Why did it become shameful or embarrassing to be a normal human, with a normal human body. Why did beauty become so narrow, something owned naturally by a tiny percentage of the population of this planet. Airbrushed and photo-shopped for the rest of humanity.
Beauty is a joyful smile, a pair of particularly fine eyes. Confidence, humor, laughter, intelligence. Skin that crinkles with an expression of love. Softness, kindness, service. Beauty is hands that reach out to hold and arms to hug. Strength of character, of heart and body. There is, in reality, no single definition of beauty. It is in the eye of the beholder. In the eyes of someone who loves you.
Does that follow though that we should not mind the squish, even embrace it? My personal opinion is YES. We are who we are, my body is the only one I have and it has been around the block a time or two.
I have a very wise friend who said when she thinks about her body she is grateful. Grateful for the strength she does have. Grateful for the parts that do work. She sees her body as a tool, to use and be used as SHE sees fit. She has grown, given birth to new life, had the ability to feed and care for that life. She has helped to run businesses in the middle of raising her family. She has done bike races, her legs have carried her as she walked in several countries around the world.
There is a growing revolution of women and men who refuse to let the few in world and their skewed opinions tell them that, as they are, they are not good enough. My wise friend has respect for this creation that has allowed her to do so much.

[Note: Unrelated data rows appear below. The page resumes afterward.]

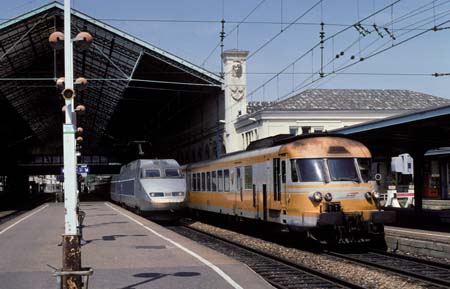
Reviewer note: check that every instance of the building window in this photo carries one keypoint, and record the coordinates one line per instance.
(214, 181)
(208, 181)
(318, 129)
(203, 182)
(306, 129)
(220, 180)
(293, 130)
(248, 175)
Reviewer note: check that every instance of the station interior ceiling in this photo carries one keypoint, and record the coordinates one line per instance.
(135, 93)
(414, 133)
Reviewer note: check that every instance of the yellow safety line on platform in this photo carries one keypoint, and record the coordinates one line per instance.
(195, 255)
(24, 218)
(416, 232)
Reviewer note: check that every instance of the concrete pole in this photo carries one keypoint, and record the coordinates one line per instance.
(71, 239)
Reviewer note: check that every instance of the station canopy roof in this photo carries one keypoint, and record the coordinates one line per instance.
(131, 83)
(413, 133)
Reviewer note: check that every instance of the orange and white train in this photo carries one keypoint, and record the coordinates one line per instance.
(320, 184)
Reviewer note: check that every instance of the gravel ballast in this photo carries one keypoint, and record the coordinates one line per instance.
(358, 274)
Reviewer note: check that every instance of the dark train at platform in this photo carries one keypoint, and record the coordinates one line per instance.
(154, 188)
(318, 184)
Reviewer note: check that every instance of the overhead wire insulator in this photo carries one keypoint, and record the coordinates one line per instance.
(391, 34)
(377, 30)
(60, 82)
(56, 40)
(83, 40)
(81, 83)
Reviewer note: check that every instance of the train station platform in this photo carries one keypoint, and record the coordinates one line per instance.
(125, 251)
(418, 241)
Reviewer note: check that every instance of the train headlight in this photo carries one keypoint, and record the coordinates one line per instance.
(316, 196)
(156, 195)
(376, 195)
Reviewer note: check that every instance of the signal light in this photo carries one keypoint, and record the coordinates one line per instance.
(328, 197)
(68, 93)
(80, 108)
(315, 196)
(56, 40)
(83, 40)
(60, 82)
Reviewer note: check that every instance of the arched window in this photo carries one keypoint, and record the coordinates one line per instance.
(207, 152)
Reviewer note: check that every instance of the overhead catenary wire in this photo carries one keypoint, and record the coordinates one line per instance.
(317, 45)
(283, 30)
(401, 18)
(343, 67)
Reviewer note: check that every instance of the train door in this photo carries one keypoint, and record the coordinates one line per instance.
(279, 187)
(264, 202)
(239, 191)
(283, 197)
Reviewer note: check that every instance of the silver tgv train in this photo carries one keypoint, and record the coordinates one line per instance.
(151, 187)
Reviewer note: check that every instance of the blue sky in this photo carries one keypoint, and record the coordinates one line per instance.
(426, 54)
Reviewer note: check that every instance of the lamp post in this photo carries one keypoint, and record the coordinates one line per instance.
(71, 258)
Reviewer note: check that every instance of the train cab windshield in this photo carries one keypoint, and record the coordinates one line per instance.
(308, 170)
(161, 173)
(151, 173)
(330, 170)
(172, 173)
(342, 169)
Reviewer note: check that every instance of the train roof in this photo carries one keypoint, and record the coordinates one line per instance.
(281, 139)
(157, 162)
(310, 146)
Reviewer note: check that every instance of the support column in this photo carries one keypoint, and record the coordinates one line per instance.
(235, 87)
(71, 240)
(419, 162)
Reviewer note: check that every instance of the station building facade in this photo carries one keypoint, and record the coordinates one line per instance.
(321, 110)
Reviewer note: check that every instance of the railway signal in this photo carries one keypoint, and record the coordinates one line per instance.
(71, 268)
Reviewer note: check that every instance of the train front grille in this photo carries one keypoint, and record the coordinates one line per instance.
(332, 207)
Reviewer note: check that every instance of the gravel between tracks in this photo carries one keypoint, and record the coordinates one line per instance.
(365, 277)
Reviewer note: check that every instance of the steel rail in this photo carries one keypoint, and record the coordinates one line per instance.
(278, 271)
(434, 273)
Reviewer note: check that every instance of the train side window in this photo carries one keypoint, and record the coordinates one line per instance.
(226, 180)
(214, 181)
(294, 175)
(220, 180)
(248, 177)
(208, 181)
(276, 179)
(203, 182)
(198, 183)
(238, 179)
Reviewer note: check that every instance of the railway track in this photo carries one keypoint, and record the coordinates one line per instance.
(277, 271)
(437, 275)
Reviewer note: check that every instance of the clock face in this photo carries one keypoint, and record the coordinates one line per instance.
(237, 92)
(236, 69)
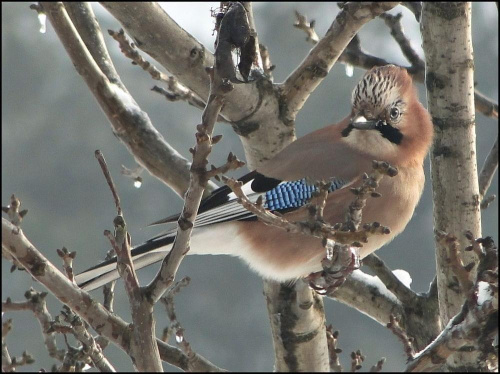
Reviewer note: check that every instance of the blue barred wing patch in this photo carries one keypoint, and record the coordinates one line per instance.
(294, 194)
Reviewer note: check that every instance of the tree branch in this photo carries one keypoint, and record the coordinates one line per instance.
(104, 322)
(315, 67)
(490, 166)
(131, 125)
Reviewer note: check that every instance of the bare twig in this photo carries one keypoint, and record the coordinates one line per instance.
(12, 210)
(394, 23)
(461, 271)
(308, 27)
(354, 55)
(397, 330)
(333, 349)
(393, 284)
(129, 122)
(476, 325)
(90, 347)
(378, 366)
(107, 324)
(176, 91)
(488, 170)
(266, 61)
(68, 258)
(37, 304)
(357, 359)
(175, 326)
(315, 67)
(220, 85)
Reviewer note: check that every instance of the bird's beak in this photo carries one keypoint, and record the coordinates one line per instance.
(361, 123)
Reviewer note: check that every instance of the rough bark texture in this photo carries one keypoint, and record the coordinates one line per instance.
(447, 43)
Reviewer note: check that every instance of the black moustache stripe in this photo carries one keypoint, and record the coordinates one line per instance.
(390, 133)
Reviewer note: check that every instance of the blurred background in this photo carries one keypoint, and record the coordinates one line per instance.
(51, 126)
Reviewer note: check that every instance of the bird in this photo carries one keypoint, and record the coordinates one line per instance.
(386, 123)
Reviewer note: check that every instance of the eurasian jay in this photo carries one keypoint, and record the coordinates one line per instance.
(386, 123)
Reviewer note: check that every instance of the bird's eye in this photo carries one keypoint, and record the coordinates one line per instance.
(394, 113)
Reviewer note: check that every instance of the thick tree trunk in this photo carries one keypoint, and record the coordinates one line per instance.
(447, 43)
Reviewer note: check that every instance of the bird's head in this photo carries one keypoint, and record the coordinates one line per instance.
(387, 121)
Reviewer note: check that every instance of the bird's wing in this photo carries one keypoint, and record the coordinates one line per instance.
(286, 181)
(278, 196)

I think that Respect is a big part of the answer. If I woke up in the morning and looked at my self with respect, I would see the wrinkles that are creeping in around my eyes and smile as a badge of honor. I would see the marks on my body from my children as something that I am proud of. Bodies are amazing, look what they are capable of doing!
In the name of respect, I would feed this tool that carries me around with clean, good food. I’d hydrate it, exercise it, make sure that all the parts were in working order. I’d fix it when broken and lay it down when it needed to rest. I would look at it, see the passage of time, how much I’ve used it, relied on it, abused it and cared for it. And, I would be grateful to have made it for as long as I have.

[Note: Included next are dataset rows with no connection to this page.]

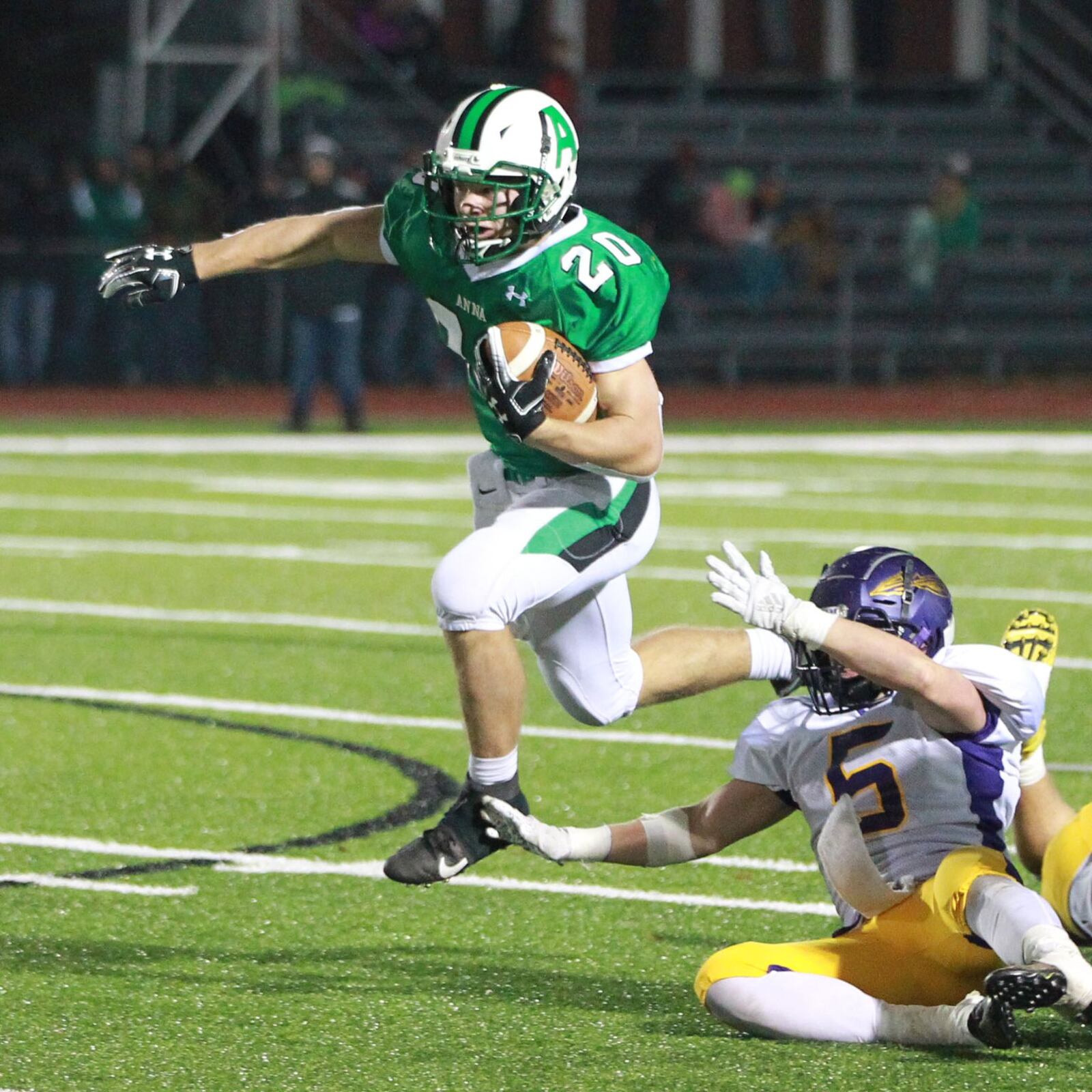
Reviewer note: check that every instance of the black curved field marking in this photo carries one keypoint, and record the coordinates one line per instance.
(434, 788)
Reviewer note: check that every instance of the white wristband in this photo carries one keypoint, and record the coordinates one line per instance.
(807, 622)
(589, 844)
(771, 655)
(1032, 768)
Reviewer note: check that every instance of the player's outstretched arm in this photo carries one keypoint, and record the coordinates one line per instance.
(349, 235)
(728, 815)
(946, 699)
(627, 437)
(154, 274)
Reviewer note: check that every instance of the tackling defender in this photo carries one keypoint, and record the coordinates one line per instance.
(904, 759)
(1054, 841)
(489, 232)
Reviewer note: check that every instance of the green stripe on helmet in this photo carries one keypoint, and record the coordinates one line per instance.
(469, 129)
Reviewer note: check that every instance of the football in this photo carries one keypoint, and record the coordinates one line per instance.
(571, 393)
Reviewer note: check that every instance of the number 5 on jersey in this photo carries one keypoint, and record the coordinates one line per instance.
(878, 777)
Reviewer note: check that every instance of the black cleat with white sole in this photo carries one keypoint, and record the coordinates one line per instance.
(993, 1024)
(456, 844)
(1028, 988)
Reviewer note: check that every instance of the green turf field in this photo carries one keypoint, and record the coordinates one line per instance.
(212, 646)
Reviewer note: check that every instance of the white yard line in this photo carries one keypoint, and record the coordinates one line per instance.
(944, 445)
(214, 617)
(132, 613)
(225, 511)
(865, 500)
(46, 879)
(411, 517)
(349, 717)
(271, 864)
(371, 553)
(412, 555)
(742, 535)
(353, 868)
(195, 702)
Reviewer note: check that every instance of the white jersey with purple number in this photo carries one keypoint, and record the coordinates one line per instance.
(919, 794)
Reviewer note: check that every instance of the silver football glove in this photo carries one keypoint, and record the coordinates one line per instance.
(147, 274)
(509, 824)
(762, 599)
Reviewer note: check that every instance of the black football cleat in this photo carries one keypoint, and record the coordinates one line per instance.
(458, 841)
(1028, 988)
(993, 1024)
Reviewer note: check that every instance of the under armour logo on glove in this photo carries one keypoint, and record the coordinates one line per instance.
(518, 403)
(147, 274)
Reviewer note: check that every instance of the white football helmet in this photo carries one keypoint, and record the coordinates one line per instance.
(504, 138)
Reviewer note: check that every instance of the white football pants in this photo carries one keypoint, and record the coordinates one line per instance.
(549, 558)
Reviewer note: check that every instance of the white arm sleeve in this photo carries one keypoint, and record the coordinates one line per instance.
(1004, 680)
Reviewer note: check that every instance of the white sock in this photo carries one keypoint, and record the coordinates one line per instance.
(1048, 944)
(1002, 911)
(493, 771)
(1042, 673)
(928, 1024)
(795, 1005)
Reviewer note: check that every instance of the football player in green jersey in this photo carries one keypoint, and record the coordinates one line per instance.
(489, 232)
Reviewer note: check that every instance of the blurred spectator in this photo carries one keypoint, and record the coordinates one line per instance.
(182, 207)
(326, 321)
(740, 216)
(404, 345)
(939, 236)
(109, 213)
(724, 218)
(32, 218)
(405, 36)
(557, 76)
(669, 197)
(811, 249)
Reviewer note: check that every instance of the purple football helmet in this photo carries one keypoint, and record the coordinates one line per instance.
(882, 587)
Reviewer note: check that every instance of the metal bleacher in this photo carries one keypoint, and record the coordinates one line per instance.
(871, 153)
(1026, 302)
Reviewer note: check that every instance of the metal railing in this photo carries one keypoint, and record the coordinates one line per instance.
(375, 63)
(1031, 63)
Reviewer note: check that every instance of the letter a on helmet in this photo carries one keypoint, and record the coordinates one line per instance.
(518, 145)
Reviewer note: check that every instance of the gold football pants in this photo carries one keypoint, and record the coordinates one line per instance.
(919, 953)
(1068, 852)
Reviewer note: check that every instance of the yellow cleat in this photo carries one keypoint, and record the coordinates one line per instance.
(1033, 636)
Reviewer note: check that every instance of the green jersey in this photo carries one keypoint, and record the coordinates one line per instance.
(590, 280)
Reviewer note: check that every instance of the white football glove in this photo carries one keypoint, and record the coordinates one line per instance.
(509, 824)
(762, 599)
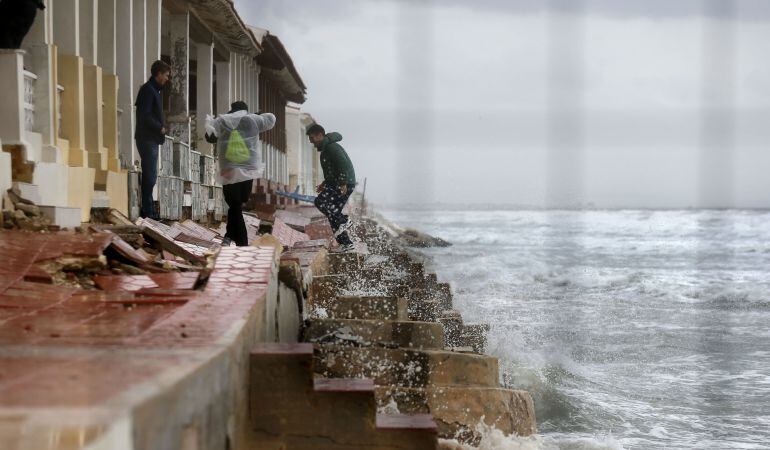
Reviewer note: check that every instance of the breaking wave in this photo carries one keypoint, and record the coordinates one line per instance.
(635, 329)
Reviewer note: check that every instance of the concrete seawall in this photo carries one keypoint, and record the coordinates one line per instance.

I’d recognize that even if its not as shiny as it used to be and looks a little different, It is still going and doing and, at it’s worst, at least it’s still breathing AND THAT IS GOOD ENOUGH.
Truth – My squish and I are still coming to terms with each other.
Reality – I am getting out of my body what I put into it.
Goal – When I look in the mirror I love and appreciate what I see.
The squish or lack there of is not what defines beauty. You and I, we define our own beautiful.